The reformers believed that the antichrist was the Papacy. It had risen to power after ten kings had invaded the Roman Empire. During its rise it had subdued three of those kings. Both of these events seemed to have been predicted by Daniel (Dan 7:24). When Pope Leo III crowned Charlemagne emperor of The Holy Roman Empire, it revived one of the seven different heads that the Roman Empire had endured. This appeared to fulfill John's prophecy (Rev 13:3). Since the Papacy had fought and overcame those who believed and tried to obey the Bible, the reformers concluded that it was the false messiah predicted to wear out the saints. By substituting pagan practices for the original doctrines of Christ and claiming to be infallible, the Pope fulfilled the prediction that the antichrist would appear as God and speak great things against the Most High. His title, Vicar of Christ, in Latin numbers 666. Many Christians still interpret prophecies about the antichrist to refer to the Papacy.

Because both Daniel and John had prophesied the length of the reign of the antichrist, some reformers, particularly the later ones, begin to predict the end of his reign. Since prophecy tied the destruction of the antichrist to the second coming of Jesus, many of these interpretations calculated the date for the return of the Savior. Some of the dates proposed were 1776, 1785, 1816, 1836, 1843, 1848, 1852, 1858, 1862, and 1864.

As the earlier dates passed without the descent of Jesus, anticipation of and speculation about his coming grew. In the spring of 1830, Margaret Macdonald, a resident of Port Glasgow, Scotland, proposed that before descending in clouds of glory, Jesus would first appear to the faithful. She believed he would lift them off the earth during his secretive appearance just before a period of grave tribulation overtook the earth. John Darby, the founder of the Brethren movement, adopted Margaret's interpretation. He taught that the church would be raptured at the beginning of a period of tribulation that would last seven years. He believed Daniel had predicted its length in his prophecy of the seventy weeks (Dan 9:27).

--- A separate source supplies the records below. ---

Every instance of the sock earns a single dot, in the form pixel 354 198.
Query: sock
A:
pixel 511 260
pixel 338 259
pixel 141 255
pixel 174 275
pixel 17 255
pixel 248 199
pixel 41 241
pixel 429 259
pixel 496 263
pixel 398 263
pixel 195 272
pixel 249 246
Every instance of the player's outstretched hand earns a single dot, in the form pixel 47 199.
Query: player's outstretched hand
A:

When the later dates passed without the second advent, many Christians began to lose faith. Not only did they conclude that the prophecies were inaccurate, but many decided that the Bible, now under attack by the disbelief of "higher criticism," was faulty. Joseph Seiss, a well-educated Lutheran minister, wavered, too. To saved his faith, he concluded in 1885 that the prophesies were not errant, but their interpretations were. Previous commentators had assumed from the text (Rev 1:10) that the Revelation was given to John on a Sunday. He proposed that John was transported in vision to the day of the Lord's return to view it and the preceding rise and fall of the "man of sin." He reasoned that the Apocalypse described the events occurring during the seven-year period of tribulation Darby had proposed and that the antichrist of Revelation would precipitate it.

While Joseph Seiss believed that the reign of the antichrist was unconnected with previous empires, some supporters of his interpretation began teaching that the anti-christ would be enthroned by ten kings rising out of a remnant of the Roman Empire still left in Europe. With the help of Cyrus Scofield and later Hal Lindsey, this new interpretation gradually gained popularity. Today it is the most visible, if not the most popular, interpretation of prophecy among fundamental Christians.